Fino al 1985 è stato uno dei palazzi più “ambiti” di Campobasso. E non perché chissà quali optional offrisse. Semplicemente, proponeva una vista per l’epoca meravigliosa: le partite dei Lupi al Vecchio Romagnoli. Hai detto niente… Via Albino, numero 10: da lì sono stati osservati da una posizione privilegiata calciatori tosti, altri meno, gente come Giordano, D’Amico, Baresi, Tassotti, Evani, Jordan, Marocchi.
Una “tribuna non pagante” alle spalle di quella centrale, occupata soprattutto dagli abbonati, altro che Sky. Sembra quasi inutile sottolineare che i balconi erano sempre stracolmi, i padroni di casa chiaramente occupavano la primissima fila e non vedevano l’ora di esultare ai gol di Biondi, Scorrano, Di Risio, Maestripieri…
Lo scatto fotografico si riferisce a un Campobasso-Lazio del 30 gennaio del 1983. Vinsero i rossoblù con gol di Biagetti davanti a circa quindicimila spettatori, di cui un centinaio sui palazzi.

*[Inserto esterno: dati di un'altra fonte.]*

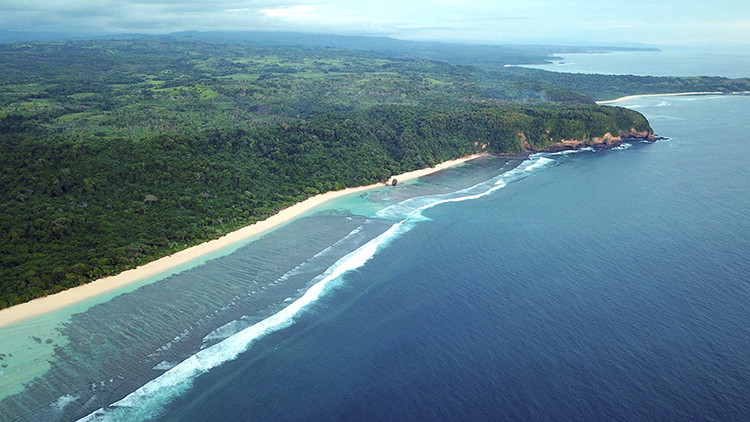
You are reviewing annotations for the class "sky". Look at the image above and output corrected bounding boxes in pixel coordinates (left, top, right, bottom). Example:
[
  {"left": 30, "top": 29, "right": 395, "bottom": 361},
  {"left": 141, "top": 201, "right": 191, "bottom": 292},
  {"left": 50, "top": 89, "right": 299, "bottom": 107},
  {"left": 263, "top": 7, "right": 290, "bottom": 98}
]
[{"left": 0, "top": 0, "right": 750, "bottom": 46}]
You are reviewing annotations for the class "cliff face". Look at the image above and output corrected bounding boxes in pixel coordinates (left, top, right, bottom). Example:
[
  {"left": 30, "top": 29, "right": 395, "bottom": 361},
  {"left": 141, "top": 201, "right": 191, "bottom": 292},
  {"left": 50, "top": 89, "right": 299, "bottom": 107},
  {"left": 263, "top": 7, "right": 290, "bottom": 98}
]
[{"left": 519, "top": 128, "right": 657, "bottom": 152}]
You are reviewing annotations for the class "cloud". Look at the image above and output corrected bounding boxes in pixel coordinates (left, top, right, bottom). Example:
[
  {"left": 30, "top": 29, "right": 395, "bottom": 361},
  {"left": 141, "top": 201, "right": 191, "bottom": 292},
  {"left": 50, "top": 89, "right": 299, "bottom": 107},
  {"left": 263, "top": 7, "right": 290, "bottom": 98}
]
[
  {"left": 0, "top": 0, "right": 750, "bottom": 44},
  {"left": 260, "top": 4, "right": 319, "bottom": 19}
]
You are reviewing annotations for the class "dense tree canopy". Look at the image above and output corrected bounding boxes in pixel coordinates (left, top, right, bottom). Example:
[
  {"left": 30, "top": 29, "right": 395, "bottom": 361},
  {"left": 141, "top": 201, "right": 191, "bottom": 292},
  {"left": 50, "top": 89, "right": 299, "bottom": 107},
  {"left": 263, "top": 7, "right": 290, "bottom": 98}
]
[{"left": 0, "top": 39, "right": 650, "bottom": 307}]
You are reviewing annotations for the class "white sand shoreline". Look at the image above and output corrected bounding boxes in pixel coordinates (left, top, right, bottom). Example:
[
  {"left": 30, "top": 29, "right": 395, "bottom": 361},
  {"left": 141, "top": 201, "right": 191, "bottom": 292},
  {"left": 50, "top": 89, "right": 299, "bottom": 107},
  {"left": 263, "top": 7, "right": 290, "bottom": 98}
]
[
  {"left": 0, "top": 153, "right": 487, "bottom": 327},
  {"left": 596, "top": 91, "right": 750, "bottom": 104}
]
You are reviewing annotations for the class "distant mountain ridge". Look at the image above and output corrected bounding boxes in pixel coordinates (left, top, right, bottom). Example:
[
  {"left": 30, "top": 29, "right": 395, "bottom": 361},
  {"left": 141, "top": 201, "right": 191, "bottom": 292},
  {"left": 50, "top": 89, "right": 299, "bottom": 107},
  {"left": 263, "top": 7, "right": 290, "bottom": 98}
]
[{"left": 0, "top": 29, "right": 659, "bottom": 68}]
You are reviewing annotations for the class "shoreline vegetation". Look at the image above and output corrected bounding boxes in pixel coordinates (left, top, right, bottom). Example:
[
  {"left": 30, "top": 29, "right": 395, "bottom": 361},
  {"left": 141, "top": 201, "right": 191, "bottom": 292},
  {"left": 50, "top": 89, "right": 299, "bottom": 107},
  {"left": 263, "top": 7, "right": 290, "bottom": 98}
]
[
  {"left": 11, "top": 34, "right": 732, "bottom": 309},
  {"left": 0, "top": 153, "right": 488, "bottom": 328},
  {"left": 596, "top": 91, "right": 750, "bottom": 105}
]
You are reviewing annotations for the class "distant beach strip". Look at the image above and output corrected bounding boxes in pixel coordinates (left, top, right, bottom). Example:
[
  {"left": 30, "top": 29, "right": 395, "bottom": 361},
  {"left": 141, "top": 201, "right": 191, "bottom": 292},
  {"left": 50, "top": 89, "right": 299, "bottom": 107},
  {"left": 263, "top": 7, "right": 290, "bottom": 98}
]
[
  {"left": 0, "top": 153, "right": 487, "bottom": 327},
  {"left": 596, "top": 91, "right": 750, "bottom": 105}
]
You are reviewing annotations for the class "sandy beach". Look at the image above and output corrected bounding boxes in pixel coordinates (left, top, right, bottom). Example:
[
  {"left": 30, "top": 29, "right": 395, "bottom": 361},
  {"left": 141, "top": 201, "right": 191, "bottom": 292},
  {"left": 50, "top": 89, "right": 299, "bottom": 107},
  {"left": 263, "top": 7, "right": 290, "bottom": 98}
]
[
  {"left": 596, "top": 91, "right": 724, "bottom": 104},
  {"left": 0, "top": 153, "right": 486, "bottom": 327}
]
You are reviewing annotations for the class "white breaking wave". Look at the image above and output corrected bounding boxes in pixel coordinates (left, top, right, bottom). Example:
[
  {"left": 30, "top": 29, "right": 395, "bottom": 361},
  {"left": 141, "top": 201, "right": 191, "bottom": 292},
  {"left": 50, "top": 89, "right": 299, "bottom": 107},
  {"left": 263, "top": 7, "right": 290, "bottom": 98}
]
[
  {"left": 79, "top": 154, "right": 572, "bottom": 422},
  {"left": 79, "top": 220, "right": 418, "bottom": 422},
  {"left": 51, "top": 394, "right": 80, "bottom": 412}
]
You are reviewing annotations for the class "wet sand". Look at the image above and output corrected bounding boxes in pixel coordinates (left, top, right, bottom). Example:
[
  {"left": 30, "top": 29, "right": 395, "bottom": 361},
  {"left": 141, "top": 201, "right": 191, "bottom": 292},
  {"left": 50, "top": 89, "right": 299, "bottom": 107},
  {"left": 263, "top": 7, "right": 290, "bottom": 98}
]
[{"left": 0, "top": 153, "right": 486, "bottom": 327}]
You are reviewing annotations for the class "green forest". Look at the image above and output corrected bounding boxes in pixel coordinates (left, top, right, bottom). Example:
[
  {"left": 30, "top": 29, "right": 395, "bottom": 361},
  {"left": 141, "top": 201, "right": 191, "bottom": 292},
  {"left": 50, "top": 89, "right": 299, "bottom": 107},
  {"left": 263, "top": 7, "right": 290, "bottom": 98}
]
[{"left": 0, "top": 37, "right": 708, "bottom": 307}]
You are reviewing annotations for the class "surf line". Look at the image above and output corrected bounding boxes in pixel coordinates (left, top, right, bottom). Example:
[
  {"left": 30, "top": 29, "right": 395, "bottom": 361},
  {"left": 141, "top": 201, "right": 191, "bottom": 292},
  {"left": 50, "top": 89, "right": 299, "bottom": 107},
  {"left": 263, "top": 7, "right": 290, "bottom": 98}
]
[{"left": 79, "top": 154, "right": 554, "bottom": 422}]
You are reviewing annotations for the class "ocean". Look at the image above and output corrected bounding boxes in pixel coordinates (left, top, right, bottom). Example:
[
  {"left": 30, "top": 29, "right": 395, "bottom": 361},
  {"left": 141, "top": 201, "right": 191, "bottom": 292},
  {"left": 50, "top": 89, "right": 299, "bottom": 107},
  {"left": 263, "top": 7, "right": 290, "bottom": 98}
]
[{"left": 0, "top": 47, "right": 750, "bottom": 421}]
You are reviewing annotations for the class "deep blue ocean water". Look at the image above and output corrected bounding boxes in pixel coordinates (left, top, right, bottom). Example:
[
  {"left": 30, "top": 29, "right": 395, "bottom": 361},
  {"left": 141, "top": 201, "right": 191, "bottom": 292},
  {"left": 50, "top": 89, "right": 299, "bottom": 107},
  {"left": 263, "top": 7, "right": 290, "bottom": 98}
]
[{"left": 0, "top": 51, "right": 750, "bottom": 421}]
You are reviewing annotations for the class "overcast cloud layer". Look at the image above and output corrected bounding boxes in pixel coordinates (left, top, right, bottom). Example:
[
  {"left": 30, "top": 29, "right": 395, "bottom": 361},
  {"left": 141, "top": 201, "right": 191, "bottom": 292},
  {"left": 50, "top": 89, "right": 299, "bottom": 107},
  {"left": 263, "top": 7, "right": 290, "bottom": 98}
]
[{"left": 0, "top": 0, "right": 750, "bottom": 45}]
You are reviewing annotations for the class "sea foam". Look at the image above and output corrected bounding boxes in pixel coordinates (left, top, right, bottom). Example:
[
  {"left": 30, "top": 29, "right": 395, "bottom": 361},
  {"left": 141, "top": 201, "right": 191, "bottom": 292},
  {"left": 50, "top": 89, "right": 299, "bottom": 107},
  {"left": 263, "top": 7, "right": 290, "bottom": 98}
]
[{"left": 79, "top": 154, "right": 568, "bottom": 422}]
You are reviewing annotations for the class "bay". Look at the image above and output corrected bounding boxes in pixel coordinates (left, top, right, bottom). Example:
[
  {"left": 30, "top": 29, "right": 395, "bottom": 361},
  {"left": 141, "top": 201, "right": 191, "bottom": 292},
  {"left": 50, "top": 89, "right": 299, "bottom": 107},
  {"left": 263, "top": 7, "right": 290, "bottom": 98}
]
[{"left": 2, "top": 47, "right": 750, "bottom": 421}]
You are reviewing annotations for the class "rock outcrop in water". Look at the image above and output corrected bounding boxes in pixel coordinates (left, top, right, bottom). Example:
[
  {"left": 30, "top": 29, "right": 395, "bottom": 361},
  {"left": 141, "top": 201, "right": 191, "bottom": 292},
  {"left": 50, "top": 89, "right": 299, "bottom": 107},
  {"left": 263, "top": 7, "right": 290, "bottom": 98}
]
[{"left": 519, "top": 128, "right": 662, "bottom": 156}]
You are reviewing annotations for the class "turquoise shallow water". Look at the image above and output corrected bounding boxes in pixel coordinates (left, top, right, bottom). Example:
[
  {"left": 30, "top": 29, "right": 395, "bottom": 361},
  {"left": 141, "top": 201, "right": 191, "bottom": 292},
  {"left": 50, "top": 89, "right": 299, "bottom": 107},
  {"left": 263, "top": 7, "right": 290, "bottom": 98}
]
[
  {"left": 151, "top": 97, "right": 750, "bottom": 421},
  {"left": 0, "top": 50, "right": 750, "bottom": 421}
]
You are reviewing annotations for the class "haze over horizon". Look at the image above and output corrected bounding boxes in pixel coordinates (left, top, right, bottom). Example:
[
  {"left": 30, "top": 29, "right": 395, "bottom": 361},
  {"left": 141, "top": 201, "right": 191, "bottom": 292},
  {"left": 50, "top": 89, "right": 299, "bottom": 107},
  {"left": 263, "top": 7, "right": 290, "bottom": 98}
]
[{"left": 0, "top": 0, "right": 750, "bottom": 46}]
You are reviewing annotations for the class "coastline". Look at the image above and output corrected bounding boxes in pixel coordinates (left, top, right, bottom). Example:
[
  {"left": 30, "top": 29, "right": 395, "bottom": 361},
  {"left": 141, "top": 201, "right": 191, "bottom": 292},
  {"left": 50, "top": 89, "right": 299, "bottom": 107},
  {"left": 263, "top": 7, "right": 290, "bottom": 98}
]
[
  {"left": 596, "top": 91, "right": 724, "bottom": 105},
  {"left": 0, "top": 153, "right": 487, "bottom": 328}
]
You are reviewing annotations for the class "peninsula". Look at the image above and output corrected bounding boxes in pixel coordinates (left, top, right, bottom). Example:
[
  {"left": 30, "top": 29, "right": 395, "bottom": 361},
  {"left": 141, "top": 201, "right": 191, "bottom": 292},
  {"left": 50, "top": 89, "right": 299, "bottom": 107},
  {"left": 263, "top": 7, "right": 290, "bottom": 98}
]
[{"left": 0, "top": 37, "right": 652, "bottom": 314}]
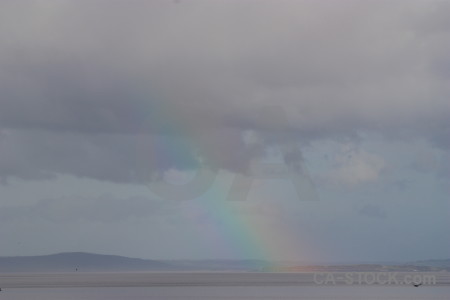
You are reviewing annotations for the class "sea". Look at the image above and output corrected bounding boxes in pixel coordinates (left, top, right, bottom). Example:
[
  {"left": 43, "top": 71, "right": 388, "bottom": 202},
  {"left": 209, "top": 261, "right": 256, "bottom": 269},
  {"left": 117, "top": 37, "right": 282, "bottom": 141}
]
[{"left": 0, "top": 273, "right": 450, "bottom": 300}]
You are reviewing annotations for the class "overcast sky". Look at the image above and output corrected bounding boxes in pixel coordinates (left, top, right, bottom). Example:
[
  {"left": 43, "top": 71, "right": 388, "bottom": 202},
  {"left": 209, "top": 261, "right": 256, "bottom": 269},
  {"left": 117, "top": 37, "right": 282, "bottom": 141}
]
[{"left": 0, "top": 0, "right": 450, "bottom": 262}]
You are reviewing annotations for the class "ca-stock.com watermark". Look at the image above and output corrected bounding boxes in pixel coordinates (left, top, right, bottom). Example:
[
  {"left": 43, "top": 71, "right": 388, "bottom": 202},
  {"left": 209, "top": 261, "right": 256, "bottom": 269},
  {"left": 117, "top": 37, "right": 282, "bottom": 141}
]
[
  {"left": 313, "top": 272, "right": 436, "bottom": 286},
  {"left": 148, "top": 106, "right": 319, "bottom": 201}
]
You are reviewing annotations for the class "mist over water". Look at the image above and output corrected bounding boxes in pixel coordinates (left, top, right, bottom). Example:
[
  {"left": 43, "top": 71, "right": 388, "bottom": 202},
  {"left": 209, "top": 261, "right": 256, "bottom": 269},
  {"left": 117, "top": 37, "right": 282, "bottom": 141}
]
[{"left": 1, "top": 286, "right": 450, "bottom": 300}]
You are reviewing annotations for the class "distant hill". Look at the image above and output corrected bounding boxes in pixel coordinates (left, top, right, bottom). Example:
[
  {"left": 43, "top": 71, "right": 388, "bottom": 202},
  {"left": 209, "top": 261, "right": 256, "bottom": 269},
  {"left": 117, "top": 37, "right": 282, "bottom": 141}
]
[
  {"left": 0, "top": 252, "right": 173, "bottom": 273},
  {"left": 413, "top": 259, "right": 450, "bottom": 271}
]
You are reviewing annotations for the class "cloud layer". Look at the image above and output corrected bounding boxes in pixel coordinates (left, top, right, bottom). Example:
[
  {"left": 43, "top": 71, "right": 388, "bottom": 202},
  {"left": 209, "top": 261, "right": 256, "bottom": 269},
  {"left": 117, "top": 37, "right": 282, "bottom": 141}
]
[{"left": 0, "top": 1, "right": 450, "bottom": 182}]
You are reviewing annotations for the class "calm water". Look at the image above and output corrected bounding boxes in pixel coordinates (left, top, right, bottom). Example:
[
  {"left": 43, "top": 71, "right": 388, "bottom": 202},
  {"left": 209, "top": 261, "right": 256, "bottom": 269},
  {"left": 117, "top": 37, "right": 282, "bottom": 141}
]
[{"left": 0, "top": 286, "right": 450, "bottom": 300}]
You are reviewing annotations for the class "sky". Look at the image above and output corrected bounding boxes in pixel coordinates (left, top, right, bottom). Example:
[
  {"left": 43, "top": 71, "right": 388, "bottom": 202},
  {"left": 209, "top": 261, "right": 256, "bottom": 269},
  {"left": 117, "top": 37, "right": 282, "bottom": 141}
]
[{"left": 0, "top": 0, "right": 450, "bottom": 262}]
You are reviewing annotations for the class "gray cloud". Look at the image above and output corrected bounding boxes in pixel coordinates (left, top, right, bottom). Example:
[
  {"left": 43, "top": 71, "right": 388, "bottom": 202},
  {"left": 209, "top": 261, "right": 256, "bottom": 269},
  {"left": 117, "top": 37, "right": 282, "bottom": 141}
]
[
  {"left": 0, "top": 195, "right": 173, "bottom": 223},
  {"left": 0, "top": 1, "right": 450, "bottom": 182}
]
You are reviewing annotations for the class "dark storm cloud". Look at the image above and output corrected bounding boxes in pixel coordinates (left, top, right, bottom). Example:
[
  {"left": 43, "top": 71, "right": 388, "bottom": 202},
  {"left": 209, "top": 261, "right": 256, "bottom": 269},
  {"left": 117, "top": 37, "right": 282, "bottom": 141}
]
[{"left": 0, "top": 1, "right": 450, "bottom": 182}]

E sì, perché c’erano almeno altre tre-quattro postazioni di lusso per non pagare il biglietto. Uno di questi era sicuramente il “palazzo dei ferrovieri”. Come d’altronde accadeva negli stadi di altre località posizionati nei centri cittadini.
Tempo fa è successo per esempio a Frosinone, dove per questioni di ordine pubblico la Questura ha vietato alle persone di guardarsi la gara dalle proprie abitazioni, “si rischiavano cedimenti strutturali”.
Casi analoghi a Siena in serie A, dove c’era uno strano via vai nel vicino comando della polizia municipale, e a Crotone in B, dove invece il direttore dell’Asl fu costretto a chiudere l’adiacente ospedale “perché troppa gente si faceva ricoverare per un giorno pur di assistere gratis alla partita”.
A conferma che questo modo tra il romantico e il “portoghese” di seguire le partite è da sempre un tratto caratteristico del pallone di provincia. Facile immaginare che fosse quasi d’obbligo, e non scortese, autoinvitarsi per il pranzo domenicale, o al limite per un caffè o un ammazzacaffè a casa di chi aveva una simile fortuna.
“Era quasi scontato stare insieme la domenica a casa mia quando il Campobasso giocava in casa – ricorda con un senso di nostalgia un signore sulla ottantina che non abita più in quel palazzo –. Peccato che sia stato buttato giù quel mitico stadio, anche se per l’incuria che c’era è stato meglio così”. Per non dire cosa succedeva quando si segnava un gol: “Bisognava stare attenti a non sporgersi troppo per la gioia, ma era davvero uno spettacolo non solo guardare il match da lì ma anche tutta quella gente assiepata sugli spalti”.
È chiaro che il panorama è cambiato: al posto del pubblico e delle tribune non c’è che una rete che delimita il rettangolo di gioco ingiallito. E auto, niente altro che auto parcheggiate. Il nostro palazzone di sei piani più attico è sempre lì.
I colori non sono cambiati, danno sul rossiccio e bianco. Magari una mano di vernice in questi trent’anni e più senza calcio rossoblù si sarà data. Ma tutto il romanticismo che ruotava attorno a quei balconi e a quelle finestre che confinano col campo restano in fondo ai ricordi di chi ha vissuto anni davvero belli nel capoluogo.
La “Campobasso da bere” la chiamava qualcuno, quella che portava fieramente in giro per l’Italia il proprio nome al cospetto di metropoli e squadroni di mezza Italia.